Sport was the outlet that showed Ringland how things could work between Irish people from different backgrounds.

He was introduced to rugby at Larne Grammar School, before excelling at the sport at Queen's University, where he studied law and played alongside future Ireland internationals Nigel Carr, Philip Matthews, David Irwin, Philip Rainey and Kenny Hooks.

"Sport to me showed what was possible," he says. "In school, we'd have weekend rugby trips and have great fun in the Dublin area. It was a different Irishness to the one the IRA was promoting and I'd like to think that the Britishness that I had was different to what the Loyalists were promoting."

Playing on an All-Ireland rugby team held great significance for Ringland.

"Lansdowne Road was not a foreboding place, it felt like a place that wanted you there," he says.

"At least twice I united the people of Ireland, when I scored a try against England at Twickenhan in 1986 - I have it on good authority that both wings of the Maze Prison cheered - and when I let Chris Oti score three tries against me at Twickenham two years later, and everyone said, 'get rid of him, he's useless'."

That tough day in London marked the end of his illustrious rugby career but it served as the beginning of another phase of his life.

Ringland decided to get involved in the community - "When you live in this society and you have a stake in it, you always want it to be doing better" - and sport would be the way to do it.

One initiative he got involved in was with Peace Players International, which uses basketball to bring together children from divided communities.

Along with basketball player David Cullen, Ringland sought to have children from Wheatfield and Holy Cross primary schools in Ardoyne, Belfast, play together.

This was not a popular proposal in the segregated area - some parents called in lawyers to stop it - but eventually through Ringland and Cullen's perseverance, they were able to bring the children together.

Ringland doesn't seek to promote one cause over another - instead, he wishes Northern Ireland to be as inclusive as possible. He commends the IFA for stamping out sectarianism at Windsor Park and heralds the inclusive attitude of recently deceased Ulster GAA secretary Danny Murphy.

"Danny used to say that when Down play, they represent all of Down," Ringland says.

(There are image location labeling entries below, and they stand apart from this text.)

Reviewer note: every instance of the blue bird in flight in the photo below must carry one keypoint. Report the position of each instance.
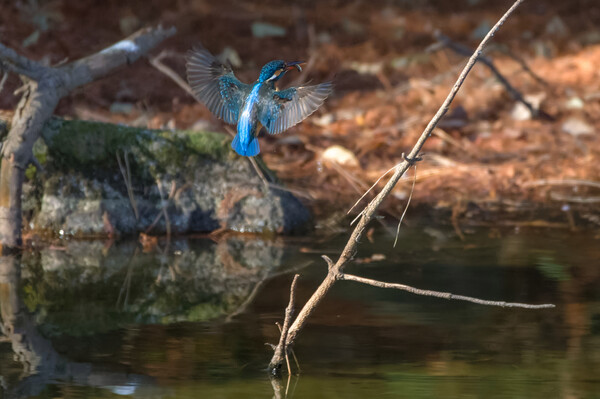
(247, 105)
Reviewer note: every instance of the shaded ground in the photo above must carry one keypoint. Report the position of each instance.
(486, 156)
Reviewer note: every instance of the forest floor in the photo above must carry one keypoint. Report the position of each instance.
(488, 160)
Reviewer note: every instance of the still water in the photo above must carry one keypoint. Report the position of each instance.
(106, 320)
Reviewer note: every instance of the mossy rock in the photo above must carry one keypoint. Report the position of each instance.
(103, 179)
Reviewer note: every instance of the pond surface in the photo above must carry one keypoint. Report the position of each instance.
(100, 320)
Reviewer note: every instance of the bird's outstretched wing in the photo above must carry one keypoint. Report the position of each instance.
(215, 85)
(291, 106)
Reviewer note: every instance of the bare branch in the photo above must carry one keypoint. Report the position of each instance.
(439, 294)
(412, 189)
(371, 209)
(515, 94)
(281, 349)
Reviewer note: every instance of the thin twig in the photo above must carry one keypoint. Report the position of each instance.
(412, 189)
(443, 295)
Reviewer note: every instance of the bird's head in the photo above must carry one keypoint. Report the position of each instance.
(274, 70)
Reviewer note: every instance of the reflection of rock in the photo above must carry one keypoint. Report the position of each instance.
(84, 190)
(41, 364)
(75, 289)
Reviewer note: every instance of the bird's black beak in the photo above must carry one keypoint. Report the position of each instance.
(294, 64)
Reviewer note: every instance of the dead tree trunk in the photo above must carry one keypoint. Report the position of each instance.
(42, 89)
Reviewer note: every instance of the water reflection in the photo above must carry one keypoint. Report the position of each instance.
(88, 287)
(192, 321)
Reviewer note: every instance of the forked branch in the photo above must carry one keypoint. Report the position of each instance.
(335, 271)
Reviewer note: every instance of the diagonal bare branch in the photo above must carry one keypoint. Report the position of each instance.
(370, 210)
(443, 295)
(126, 51)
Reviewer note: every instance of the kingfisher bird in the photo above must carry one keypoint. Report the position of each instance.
(247, 105)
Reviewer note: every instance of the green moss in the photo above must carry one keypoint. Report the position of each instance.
(91, 147)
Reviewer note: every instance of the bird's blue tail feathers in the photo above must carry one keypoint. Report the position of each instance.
(250, 149)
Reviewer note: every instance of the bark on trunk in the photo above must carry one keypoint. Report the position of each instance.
(43, 89)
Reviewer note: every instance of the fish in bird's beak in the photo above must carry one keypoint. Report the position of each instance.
(294, 64)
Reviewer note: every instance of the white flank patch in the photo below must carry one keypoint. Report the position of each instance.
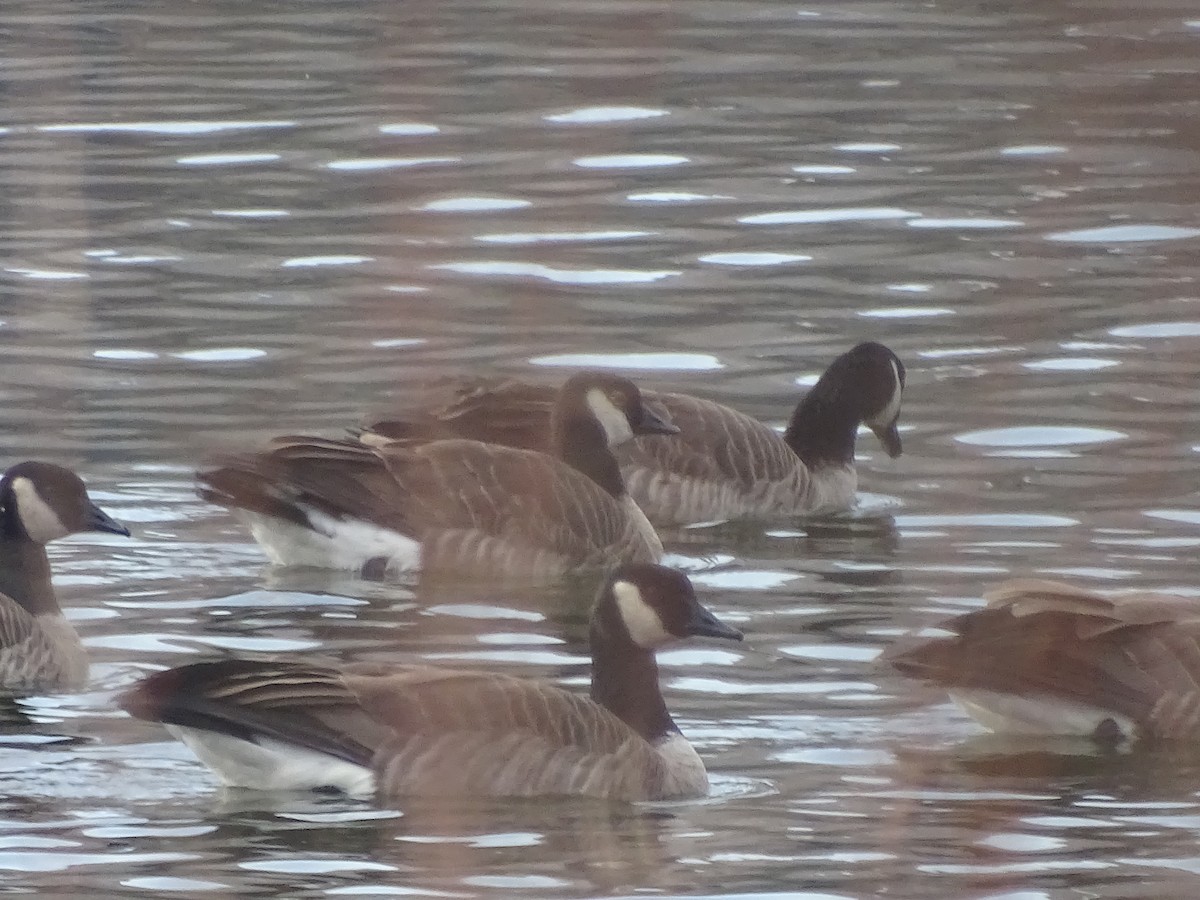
(273, 765)
(685, 771)
(333, 543)
(641, 621)
(893, 408)
(615, 423)
(1011, 714)
(41, 522)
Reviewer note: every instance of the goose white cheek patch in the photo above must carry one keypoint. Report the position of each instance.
(41, 522)
(888, 414)
(641, 621)
(613, 421)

"It doesn't matter whether everyone supports them or not, that's not the point. He wanted people to understand that they wanted to represent all the people of Down.

"To me that should be called The Murphy Principle and it should govern not only sport, but many other relationships. You should look to include everyone in your area of influence."

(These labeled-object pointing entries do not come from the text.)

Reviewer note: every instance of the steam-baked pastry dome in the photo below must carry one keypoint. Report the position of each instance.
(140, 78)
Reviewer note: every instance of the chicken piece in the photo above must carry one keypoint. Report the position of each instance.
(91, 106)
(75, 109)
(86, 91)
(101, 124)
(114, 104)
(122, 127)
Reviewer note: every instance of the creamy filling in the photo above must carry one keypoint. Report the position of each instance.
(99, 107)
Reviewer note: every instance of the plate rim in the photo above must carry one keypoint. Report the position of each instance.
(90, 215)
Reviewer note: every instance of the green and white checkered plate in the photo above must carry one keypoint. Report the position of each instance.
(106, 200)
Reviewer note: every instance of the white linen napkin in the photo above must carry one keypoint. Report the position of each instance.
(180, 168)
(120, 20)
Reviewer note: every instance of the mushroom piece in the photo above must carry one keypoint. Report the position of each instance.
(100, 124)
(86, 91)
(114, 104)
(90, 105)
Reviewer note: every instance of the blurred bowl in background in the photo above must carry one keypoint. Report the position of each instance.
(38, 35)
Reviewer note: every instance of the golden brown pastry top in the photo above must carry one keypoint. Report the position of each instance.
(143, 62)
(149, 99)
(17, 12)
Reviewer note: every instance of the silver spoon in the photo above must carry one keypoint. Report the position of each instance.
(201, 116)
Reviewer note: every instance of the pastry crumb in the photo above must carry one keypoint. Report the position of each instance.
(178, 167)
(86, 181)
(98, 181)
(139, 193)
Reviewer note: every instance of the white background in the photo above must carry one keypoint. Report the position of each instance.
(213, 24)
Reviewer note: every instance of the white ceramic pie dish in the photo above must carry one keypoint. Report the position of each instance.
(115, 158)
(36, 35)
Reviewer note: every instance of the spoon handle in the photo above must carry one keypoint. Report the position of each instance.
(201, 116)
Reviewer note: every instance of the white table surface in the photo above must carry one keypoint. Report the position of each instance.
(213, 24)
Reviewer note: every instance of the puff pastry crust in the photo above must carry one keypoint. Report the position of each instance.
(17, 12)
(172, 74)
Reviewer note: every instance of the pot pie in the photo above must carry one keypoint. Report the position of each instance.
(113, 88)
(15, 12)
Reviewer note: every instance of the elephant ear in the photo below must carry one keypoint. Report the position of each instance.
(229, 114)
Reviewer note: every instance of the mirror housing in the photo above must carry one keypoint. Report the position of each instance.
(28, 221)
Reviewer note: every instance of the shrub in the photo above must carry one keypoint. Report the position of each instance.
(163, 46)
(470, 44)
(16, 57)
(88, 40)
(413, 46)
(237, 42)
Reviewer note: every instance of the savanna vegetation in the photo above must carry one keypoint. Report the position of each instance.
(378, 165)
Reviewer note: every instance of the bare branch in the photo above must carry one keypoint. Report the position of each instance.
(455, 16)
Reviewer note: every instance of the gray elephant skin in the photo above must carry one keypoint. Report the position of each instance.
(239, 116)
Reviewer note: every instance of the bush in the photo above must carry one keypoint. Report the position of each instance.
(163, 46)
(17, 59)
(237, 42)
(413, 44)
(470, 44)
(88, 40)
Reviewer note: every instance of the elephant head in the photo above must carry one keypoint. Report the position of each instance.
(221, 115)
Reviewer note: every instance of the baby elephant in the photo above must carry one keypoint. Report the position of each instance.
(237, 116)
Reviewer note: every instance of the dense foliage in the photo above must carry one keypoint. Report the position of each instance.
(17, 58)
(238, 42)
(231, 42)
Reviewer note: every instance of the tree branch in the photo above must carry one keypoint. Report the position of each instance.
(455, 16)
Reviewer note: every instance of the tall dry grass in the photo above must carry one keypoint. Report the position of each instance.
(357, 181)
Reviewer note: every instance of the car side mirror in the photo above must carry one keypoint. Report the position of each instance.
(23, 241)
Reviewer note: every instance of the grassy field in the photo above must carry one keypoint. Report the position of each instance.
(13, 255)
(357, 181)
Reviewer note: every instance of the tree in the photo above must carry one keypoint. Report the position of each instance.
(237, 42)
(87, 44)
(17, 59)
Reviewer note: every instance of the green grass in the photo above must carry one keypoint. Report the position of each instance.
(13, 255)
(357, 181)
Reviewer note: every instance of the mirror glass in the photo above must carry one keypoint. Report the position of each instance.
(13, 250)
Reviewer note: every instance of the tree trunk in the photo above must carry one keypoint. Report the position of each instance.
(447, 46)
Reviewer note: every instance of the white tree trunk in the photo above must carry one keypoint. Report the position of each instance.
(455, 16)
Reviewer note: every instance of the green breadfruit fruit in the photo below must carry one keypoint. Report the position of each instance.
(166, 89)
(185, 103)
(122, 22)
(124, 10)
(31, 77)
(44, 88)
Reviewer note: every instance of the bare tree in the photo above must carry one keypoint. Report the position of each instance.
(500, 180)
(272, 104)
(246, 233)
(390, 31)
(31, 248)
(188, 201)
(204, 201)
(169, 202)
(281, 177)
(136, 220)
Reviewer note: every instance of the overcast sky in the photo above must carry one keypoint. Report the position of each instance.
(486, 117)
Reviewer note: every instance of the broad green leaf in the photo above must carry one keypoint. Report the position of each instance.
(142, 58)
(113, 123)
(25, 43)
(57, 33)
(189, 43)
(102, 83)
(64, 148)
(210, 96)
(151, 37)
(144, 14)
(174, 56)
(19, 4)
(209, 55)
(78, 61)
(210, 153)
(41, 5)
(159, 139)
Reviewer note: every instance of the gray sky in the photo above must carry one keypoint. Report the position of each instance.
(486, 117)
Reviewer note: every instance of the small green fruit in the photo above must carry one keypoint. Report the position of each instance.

Ringland has followed the recent debate about the role of the flag and the anthem in the GAA with interest.

"I have always been impressed by the sense of community in the GAA," Ringland says.

"Sometimes, though, it's important that that sense of community is communicated successfully to people from different backgrounds."

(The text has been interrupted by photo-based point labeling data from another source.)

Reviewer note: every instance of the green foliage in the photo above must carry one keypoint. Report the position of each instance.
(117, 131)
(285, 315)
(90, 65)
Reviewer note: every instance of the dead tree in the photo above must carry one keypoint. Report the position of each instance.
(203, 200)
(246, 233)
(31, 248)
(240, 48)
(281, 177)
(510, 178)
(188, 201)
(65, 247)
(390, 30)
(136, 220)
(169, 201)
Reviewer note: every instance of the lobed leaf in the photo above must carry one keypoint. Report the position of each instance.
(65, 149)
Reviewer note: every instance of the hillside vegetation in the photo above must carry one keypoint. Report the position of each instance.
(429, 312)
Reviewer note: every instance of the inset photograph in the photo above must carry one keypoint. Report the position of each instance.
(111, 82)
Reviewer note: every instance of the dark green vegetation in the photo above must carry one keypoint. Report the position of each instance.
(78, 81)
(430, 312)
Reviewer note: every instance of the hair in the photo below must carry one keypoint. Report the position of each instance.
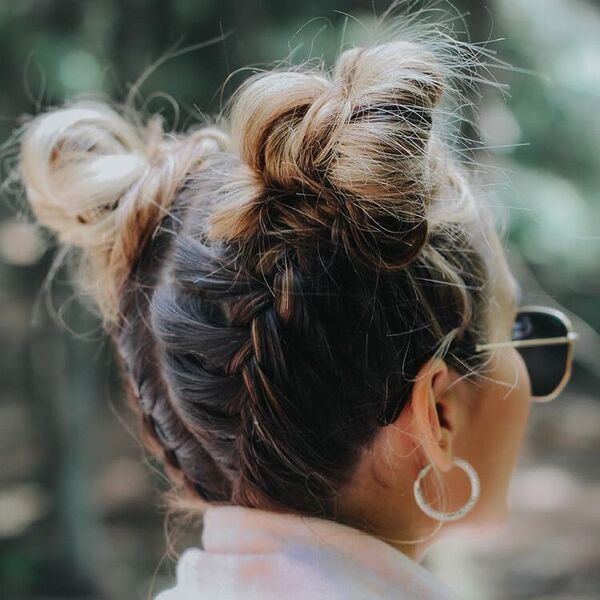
(274, 281)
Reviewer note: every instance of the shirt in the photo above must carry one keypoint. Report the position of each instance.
(255, 554)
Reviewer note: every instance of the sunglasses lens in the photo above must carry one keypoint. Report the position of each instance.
(546, 364)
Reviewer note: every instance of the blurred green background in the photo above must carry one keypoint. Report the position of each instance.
(79, 510)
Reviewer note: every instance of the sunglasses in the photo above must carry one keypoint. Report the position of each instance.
(544, 337)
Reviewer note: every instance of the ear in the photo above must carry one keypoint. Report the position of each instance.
(436, 411)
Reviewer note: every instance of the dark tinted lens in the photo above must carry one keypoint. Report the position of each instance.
(546, 364)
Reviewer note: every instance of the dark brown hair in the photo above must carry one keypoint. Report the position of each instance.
(274, 283)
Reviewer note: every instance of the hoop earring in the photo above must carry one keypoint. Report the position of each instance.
(461, 512)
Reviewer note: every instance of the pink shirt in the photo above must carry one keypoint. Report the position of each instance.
(253, 554)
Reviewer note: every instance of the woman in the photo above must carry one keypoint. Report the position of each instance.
(315, 317)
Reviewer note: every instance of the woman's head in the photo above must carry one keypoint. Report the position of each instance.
(291, 291)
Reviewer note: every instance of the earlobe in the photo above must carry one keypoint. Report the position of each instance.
(431, 405)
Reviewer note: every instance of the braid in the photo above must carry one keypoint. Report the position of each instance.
(164, 432)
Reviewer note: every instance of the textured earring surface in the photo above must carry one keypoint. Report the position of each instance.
(457, 514)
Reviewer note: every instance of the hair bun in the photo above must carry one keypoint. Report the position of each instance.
(347, 152)
(77, 162)
(103, 183)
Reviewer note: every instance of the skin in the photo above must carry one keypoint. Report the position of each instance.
(448, 416)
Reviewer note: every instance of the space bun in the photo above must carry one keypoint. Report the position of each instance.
(344, 153)
(103, 184)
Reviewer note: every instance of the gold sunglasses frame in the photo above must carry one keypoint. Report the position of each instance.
(569, 339)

Ringland is conscious of all the progress that has been made in the community in Northern Ireland, but he thinks that sporting organisations could be doing more to bring different communities together.

"I would see the Republic of Ireland competing in the Commonwealth Games," Ringland says.

"If that is unlikely, then people should stop talking about a United Ireland. It would have no consequence to it other than being part of a group of nations from around the world. If anyone is seriously talking about a United Ireland, if you want to include one million people in the concept of an Irish identity, then that would seem to me to be a no-brainer."

And although Ringland praises rugby for the steps they have taken to reach out to people on both sides of the border, he feels there is one crucial step missing.

"If you have All-Ireland sports, you have to have symbols of all parts of the island so why not stick a Northern Ireland flag up at the Aviva Stadium? If you are going to fly the tricolour then fly the Northern Ireland flag as well. Don't make a big issue of it."